How much does it cost? The hourly rate for mediators ranges from $150 to $400. The New York City Bar Association (NYCBA) will provide two panel members, along with their résumés, to select from. Other agencies, such as the American Arbitration Association and JAMS New York Resolution Center, also provide mediators, but their rates can be higher. Mediator fees are generally split by both parties, but there has been a recent trend of boards paying the entire cost in order to induce feuding neighbors to come to the table.
What are the advantages? Mediation is particularly appropriate for co-op and condo disputes because residents are likely to have continuing relationships with one another. When two neighbors can’t stand to see each other in the lobby or the elevator, it poisons the atmosphere of the whole building.
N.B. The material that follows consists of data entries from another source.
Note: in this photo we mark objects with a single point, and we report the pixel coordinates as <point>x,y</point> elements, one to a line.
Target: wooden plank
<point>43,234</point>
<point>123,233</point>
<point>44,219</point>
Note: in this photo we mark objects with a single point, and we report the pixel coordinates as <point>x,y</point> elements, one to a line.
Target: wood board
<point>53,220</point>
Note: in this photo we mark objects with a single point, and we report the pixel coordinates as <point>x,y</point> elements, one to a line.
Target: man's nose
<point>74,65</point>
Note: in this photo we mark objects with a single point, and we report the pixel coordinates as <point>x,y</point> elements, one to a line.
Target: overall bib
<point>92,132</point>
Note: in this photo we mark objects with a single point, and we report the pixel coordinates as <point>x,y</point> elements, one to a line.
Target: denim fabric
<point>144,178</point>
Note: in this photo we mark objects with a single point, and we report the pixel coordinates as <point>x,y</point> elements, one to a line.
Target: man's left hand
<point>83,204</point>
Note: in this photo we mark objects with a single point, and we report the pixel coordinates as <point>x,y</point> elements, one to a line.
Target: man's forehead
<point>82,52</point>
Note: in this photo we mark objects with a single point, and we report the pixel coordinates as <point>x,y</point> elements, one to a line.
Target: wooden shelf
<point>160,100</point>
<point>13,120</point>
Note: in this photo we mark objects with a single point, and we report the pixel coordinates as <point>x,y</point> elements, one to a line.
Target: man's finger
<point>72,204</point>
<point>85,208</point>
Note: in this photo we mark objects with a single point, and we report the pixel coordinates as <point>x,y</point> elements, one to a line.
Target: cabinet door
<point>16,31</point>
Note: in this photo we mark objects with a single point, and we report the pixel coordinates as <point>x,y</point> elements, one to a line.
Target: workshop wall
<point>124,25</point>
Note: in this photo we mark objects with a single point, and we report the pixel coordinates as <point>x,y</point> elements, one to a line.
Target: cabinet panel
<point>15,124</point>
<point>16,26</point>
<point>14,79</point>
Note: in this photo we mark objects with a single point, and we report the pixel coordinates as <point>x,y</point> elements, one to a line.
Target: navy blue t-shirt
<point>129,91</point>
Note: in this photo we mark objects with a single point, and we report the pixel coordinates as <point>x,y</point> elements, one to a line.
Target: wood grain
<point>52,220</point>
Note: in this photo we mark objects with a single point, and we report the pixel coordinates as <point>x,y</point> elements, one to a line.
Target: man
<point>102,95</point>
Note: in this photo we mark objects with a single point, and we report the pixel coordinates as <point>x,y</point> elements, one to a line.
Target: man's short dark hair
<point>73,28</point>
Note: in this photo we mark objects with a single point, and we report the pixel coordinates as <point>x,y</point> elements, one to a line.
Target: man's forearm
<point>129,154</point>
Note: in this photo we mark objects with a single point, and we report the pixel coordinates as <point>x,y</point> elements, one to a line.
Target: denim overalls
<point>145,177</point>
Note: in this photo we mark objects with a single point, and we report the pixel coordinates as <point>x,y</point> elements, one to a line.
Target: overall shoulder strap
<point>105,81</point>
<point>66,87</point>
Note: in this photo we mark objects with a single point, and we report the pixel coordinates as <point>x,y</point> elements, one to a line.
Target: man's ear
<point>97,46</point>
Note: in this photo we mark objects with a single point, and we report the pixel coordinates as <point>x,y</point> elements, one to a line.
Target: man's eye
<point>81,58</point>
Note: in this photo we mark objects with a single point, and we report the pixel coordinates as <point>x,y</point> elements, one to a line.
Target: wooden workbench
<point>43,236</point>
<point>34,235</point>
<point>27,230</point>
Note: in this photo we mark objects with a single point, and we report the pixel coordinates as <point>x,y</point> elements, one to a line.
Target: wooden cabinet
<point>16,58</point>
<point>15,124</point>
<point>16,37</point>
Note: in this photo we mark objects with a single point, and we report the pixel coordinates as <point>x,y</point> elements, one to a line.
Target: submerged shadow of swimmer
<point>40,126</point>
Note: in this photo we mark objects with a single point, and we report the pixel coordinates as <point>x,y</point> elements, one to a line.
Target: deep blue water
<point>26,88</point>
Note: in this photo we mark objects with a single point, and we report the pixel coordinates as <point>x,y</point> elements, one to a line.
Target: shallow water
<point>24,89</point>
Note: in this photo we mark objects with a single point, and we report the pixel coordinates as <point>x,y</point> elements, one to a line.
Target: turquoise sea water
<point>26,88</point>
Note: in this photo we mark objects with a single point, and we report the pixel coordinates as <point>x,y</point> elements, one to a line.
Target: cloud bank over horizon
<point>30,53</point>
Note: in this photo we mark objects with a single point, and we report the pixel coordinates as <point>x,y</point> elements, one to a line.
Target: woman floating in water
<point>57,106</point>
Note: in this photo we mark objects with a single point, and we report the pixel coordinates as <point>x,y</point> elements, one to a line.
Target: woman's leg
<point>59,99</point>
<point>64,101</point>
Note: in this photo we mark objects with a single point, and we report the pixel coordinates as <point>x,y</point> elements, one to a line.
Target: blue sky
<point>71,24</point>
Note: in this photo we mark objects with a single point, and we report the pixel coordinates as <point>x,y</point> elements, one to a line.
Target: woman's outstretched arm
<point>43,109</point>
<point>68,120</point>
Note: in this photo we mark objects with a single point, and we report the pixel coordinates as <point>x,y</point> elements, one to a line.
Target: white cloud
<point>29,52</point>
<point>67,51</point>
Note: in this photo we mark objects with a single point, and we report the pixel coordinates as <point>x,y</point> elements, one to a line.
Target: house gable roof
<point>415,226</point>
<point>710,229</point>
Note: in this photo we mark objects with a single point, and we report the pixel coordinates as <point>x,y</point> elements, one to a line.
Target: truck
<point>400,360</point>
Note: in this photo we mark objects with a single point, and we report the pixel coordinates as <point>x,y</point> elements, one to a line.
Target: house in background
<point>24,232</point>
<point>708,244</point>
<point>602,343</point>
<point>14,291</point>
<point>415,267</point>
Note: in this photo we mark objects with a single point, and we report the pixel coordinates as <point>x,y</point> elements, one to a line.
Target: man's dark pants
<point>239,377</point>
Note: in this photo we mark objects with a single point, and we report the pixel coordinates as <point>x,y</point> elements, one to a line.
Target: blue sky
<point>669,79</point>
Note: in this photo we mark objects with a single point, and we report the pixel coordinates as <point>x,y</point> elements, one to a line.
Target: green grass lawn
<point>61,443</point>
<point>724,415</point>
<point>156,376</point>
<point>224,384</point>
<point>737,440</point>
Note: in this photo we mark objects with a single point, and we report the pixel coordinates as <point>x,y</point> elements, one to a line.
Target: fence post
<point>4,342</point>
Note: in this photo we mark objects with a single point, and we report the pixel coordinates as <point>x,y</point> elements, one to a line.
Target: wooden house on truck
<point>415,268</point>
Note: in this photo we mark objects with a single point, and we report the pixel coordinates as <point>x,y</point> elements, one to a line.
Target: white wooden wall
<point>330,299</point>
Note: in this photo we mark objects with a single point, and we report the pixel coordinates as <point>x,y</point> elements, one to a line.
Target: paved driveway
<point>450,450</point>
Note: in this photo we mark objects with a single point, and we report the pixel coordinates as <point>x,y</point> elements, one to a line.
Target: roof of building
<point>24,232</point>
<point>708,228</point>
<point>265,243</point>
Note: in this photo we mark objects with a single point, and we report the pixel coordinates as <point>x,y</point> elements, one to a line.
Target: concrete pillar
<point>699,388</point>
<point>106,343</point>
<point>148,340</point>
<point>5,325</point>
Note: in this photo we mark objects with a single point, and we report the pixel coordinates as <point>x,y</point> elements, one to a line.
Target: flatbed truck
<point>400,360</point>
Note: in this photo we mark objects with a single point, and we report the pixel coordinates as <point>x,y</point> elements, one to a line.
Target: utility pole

Trained to handle tinder box situations, a mediator can help parties come up with more creative solutions than those provided by a court. “Talking conversationally instead of in legalese, asking open-ended questions, summarizing and reflecting people’s views – they’re all part of our tool kit,” says Diane Rosen, a real estate attorney with Ortoli Rosenstadt who is also on the NYCBA panel. “In mediation-speak, we talk about ‘positions,’ which is the position a person is taking and the outcome they want, and ‘interests,’ which is what they want or need, like a desire for fairness and respect. A good mediator calibrates the parties’ expectations, which a lawsuit can’t do, so we can meet their needs and satisfy their interests.”
Because the process is strictly confidential, it’s also valuable when resolving disputes with developers in new buildings. Once a case is filed in court, it becomes a matter of public record, which can adversely affect the value of the building’s apartments and scare away prospective purchasers and lenders. For that reason, most developers prefer to settle without going to court.
What are the limitations? Attorney Mark Hankin, a partner at Hankin & Mazel, will not mediate disputes that involve more than two parties. “I tell all my board clients they’re fine for a one-on-one situation where no one else is involved,” he says. “But if there are three units complaining about the noise or odor from one apartment, I will pursue a lawsuit because that person is interfering in the rights of other shareholders, which the proprietary lease says you can’t do.”
Ideally, dispute resolutions should result in a signed agreement that becomes a binding contract. The absence of such a document can cause problems to fester. “That happens about half the time,” Hankin says, “and often the parties are feuding again after six months.” In that case, a board can try to mediate again, or the complaining party has the choice to try to enforce the agreement in court.